Erkennt der Unterlassungsschuldner durch eine Abschlusserklärung eine gegen ihn ergangene Unterlassungsverfügung als nach Bestandskraft und Wirkung einem entsprechenden Hauptsachetitel gleichwertig an, wird dadurch das Rechtsschutzinteresse für eine Hauptsacheklage beseitigt, weil sie einen dem Unterlassungstitel gleichwertigen Vollstreckungstitel entstehen lässt. Diese Wirkung der Abschlusserklärung reicht so weit wie der Verbotsumfang der Unterlassungsverfügung, die der Schuldner als endgültige Regelung anerkannt hat. Das OLG hat hier den Inhalt der von der Beklagten im Wege der Abschlusserklärung anerkannten einstweiligen Verfügung vom 18.12.2019 im Verfahren 2-03 O 542/19, nach deren Tenor der Beklagten die erneute Verbreitung des den Kläger zeigenden Fotos untersagt wird, wenn dies geschieht wie in der Zeitschrift "FREIZEIT SPASS" vom 13.11.2019, richtig dahin ausgelegt, dass dieses Verbot nicht die im vorliegenden Verfahren beanstandete Veröffentlichung in der "FREIZEIT REVUE" vom 13.11.2019 erfasst.

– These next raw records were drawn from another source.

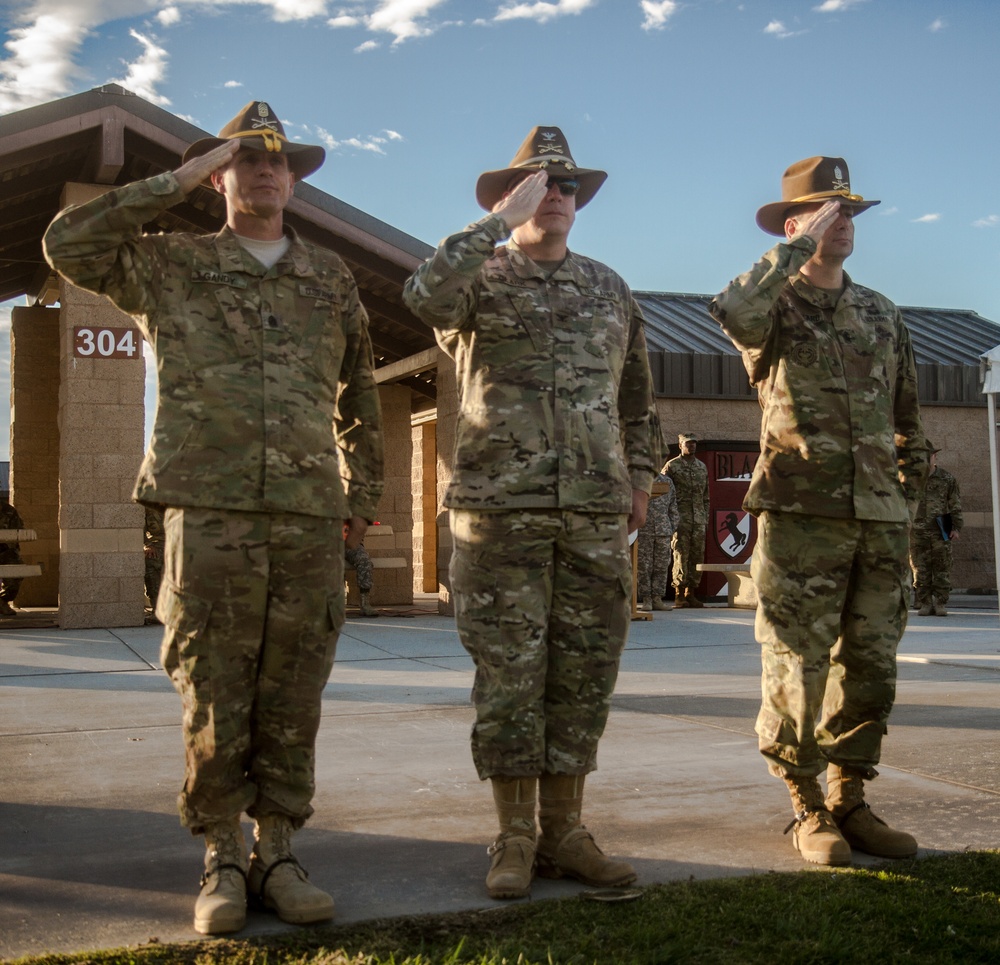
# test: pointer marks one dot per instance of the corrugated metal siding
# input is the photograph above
(691, 356)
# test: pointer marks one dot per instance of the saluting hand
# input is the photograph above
(519, 205)
(815, 224)
(192, 173)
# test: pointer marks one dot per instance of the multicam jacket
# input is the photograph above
(941, 497)
(556, 405)
(841, 434)
(267, 401)
(690, 478)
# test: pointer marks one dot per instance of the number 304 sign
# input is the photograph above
(106, 343)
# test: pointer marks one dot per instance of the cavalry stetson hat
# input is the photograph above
(258, 128)
(544, 149)
(814, 179)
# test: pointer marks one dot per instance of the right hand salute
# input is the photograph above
(519, 205)
(815, 223)
(194, 172)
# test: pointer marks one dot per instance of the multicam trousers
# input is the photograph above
(542, 604)
(930, 560)
(252, 604)
(831, 611)
(688, 544)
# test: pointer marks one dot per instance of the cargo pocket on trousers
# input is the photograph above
(185, 617)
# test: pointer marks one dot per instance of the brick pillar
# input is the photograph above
(101, 418)
(447, 400)
(34, 445)
(425, 508)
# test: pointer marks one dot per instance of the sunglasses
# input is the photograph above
(566, 186)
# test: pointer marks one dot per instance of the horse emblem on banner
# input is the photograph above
(732, 530)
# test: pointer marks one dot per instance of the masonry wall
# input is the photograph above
(34, 446)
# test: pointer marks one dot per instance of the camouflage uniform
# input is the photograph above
(556, 427)
(9, 553)
(930, 552)
(843, 455)
(690, 477)
(653, 550)
(152, 543)
(267, 437)
(359, 561)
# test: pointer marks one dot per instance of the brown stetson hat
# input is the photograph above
(259, 129)
(544, 149)
(814, 179)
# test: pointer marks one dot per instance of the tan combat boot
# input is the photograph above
(856, 820)
(367, 610)
(512, 855)
(222, 905)
(277, 878)
(566, 847)
(816, 835)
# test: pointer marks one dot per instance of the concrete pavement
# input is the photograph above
(92, 854)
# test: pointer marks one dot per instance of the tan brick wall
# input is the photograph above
(34, 445)
(101, 416)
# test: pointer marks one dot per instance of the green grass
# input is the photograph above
(934, 910)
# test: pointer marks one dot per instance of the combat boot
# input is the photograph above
(566, 848)
(512, 854)
(856, 820)
(277, 878)
(222, 905)
(816, 835)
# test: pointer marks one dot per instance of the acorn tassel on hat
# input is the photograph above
(258, 128)
(813, 179)
(544, 149)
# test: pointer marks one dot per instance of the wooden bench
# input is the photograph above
(741, 591)
(14, 571)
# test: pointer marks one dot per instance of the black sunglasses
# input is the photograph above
(566, 186)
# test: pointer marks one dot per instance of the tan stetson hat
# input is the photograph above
(814, 179)
(258, 128)
(544, 149)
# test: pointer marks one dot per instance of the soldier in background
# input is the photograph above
(937, 523)
(267, 444)
(10, 552)
(690, 476)
(152, 549)
(843, 460)
(557, 446)
(357, 559)
(653, 551)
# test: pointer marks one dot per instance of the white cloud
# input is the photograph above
(542, 11)
(143, 75)
(657, 14)
(836, 6)
(168, 16)
(777, 29)
(369, 143)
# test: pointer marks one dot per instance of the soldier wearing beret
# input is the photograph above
(557, 447)
(266, 450)
(843, 461)
(690, 476)
(938, 522)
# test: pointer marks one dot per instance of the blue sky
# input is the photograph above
(694, 108)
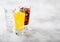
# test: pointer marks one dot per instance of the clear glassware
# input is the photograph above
(9, 19)
(9, 14)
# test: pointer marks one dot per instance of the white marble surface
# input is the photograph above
(44, 21)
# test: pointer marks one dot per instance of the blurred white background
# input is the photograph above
(45, 18)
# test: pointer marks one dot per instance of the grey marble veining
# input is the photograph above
(44, 22)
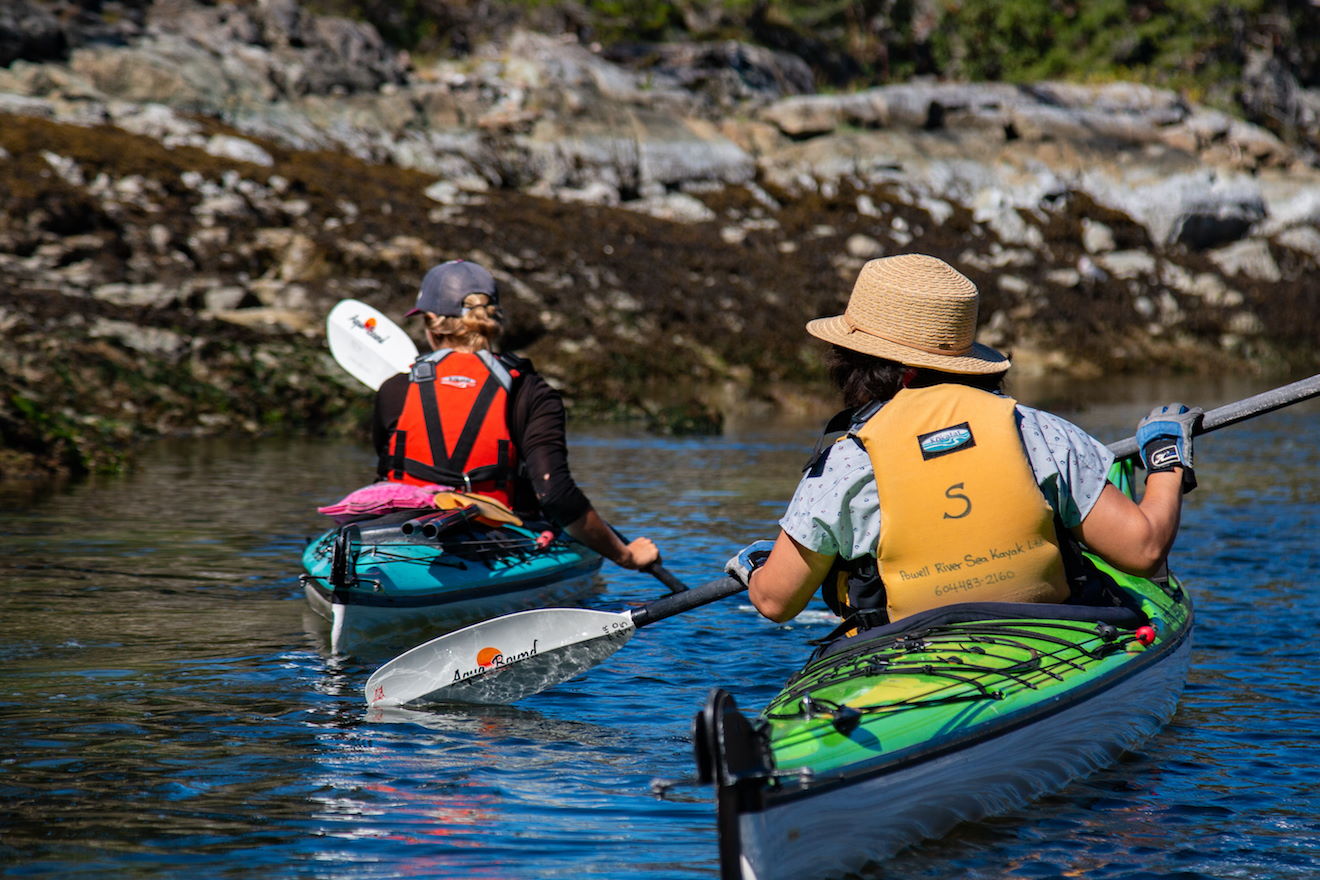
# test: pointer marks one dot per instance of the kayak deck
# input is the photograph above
(375, 582)
(955, 714)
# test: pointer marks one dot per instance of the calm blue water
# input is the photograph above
(168, 709)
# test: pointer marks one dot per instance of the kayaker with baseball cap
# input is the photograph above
(936, 488)
(473, 420)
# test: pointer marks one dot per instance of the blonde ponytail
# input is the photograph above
(478, 327)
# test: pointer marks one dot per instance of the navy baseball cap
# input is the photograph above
(445, 288)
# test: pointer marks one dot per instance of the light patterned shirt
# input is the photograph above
(838, 512)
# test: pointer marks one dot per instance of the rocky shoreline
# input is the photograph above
(184, 202)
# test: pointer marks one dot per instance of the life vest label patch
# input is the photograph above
(947, 440)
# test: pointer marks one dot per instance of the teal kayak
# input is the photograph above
(405, 577)
(899, 732)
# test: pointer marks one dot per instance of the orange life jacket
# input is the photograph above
(961, 515)
(454, 429)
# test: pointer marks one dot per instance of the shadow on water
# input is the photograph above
(169, 710)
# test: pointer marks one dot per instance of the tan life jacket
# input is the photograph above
(961, 516)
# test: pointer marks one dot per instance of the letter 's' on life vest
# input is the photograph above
(961, 516)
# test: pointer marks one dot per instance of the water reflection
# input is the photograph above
(168, 711)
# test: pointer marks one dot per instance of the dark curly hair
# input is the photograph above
(866, 377)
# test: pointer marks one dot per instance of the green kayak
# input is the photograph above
(899, 732)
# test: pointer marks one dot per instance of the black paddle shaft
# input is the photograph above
(1266, 401)
(687, 600)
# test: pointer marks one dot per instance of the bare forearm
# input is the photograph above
(1135, 537)
(783, 586)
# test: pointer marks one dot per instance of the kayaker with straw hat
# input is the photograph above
(936, 488)
(471, 420)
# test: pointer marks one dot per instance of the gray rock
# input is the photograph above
(1304, 239)
(238, 149)
(1127, 264)
(1096, 236)
(1250, 257)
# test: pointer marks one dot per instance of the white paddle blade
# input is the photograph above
(500, 660)
(367, 343)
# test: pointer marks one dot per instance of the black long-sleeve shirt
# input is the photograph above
(536, 421)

Der streitgegenständliche Beitrag fällt nicht schon deshalb unter das mit der einstweiligen Verfügung ausgesprochene Verbot, weil beide Veröffentlichungen dasselbe Bildnis des Klägers enthalten. Dies ergibt sich bereits aus dem Wortlaut des Tenors der einstweiligen Verfügung, wonach das Verbot der erneuten Verbreitung des Fotos auf die konkrete Verletzungsform, nämlich wie in der Zeitschrift "FREIZEIT SPASS" vom 13.11.2019 geschehen, beschränkt wird. Mit dieser Fassung des Tenors wird der Rechtsprechung des Senats Rechnung getragen, wonach im Bereich der Bildberichterstattung mit einer "vorbeugenden" Unterlassungsklage über die konkrete Verletzungsform hinaus weder eine ähnliche oder "kerngleiche" Bildberichterstattung für die Zukunft noch die erneute Verbreitung eines Bildnisses - sofern die Verbreitung nicht schon an sich unzulässig ist, etwa weil die Intimsphäre tangiert wird - generell verboten werden kann (vgl. u.a. BGH v. 6.10.2009 - VI ZR 314/08, AfP 2010, 60; v. 23.6.2009 - VI ZR 232/08, AfP 2009, 406).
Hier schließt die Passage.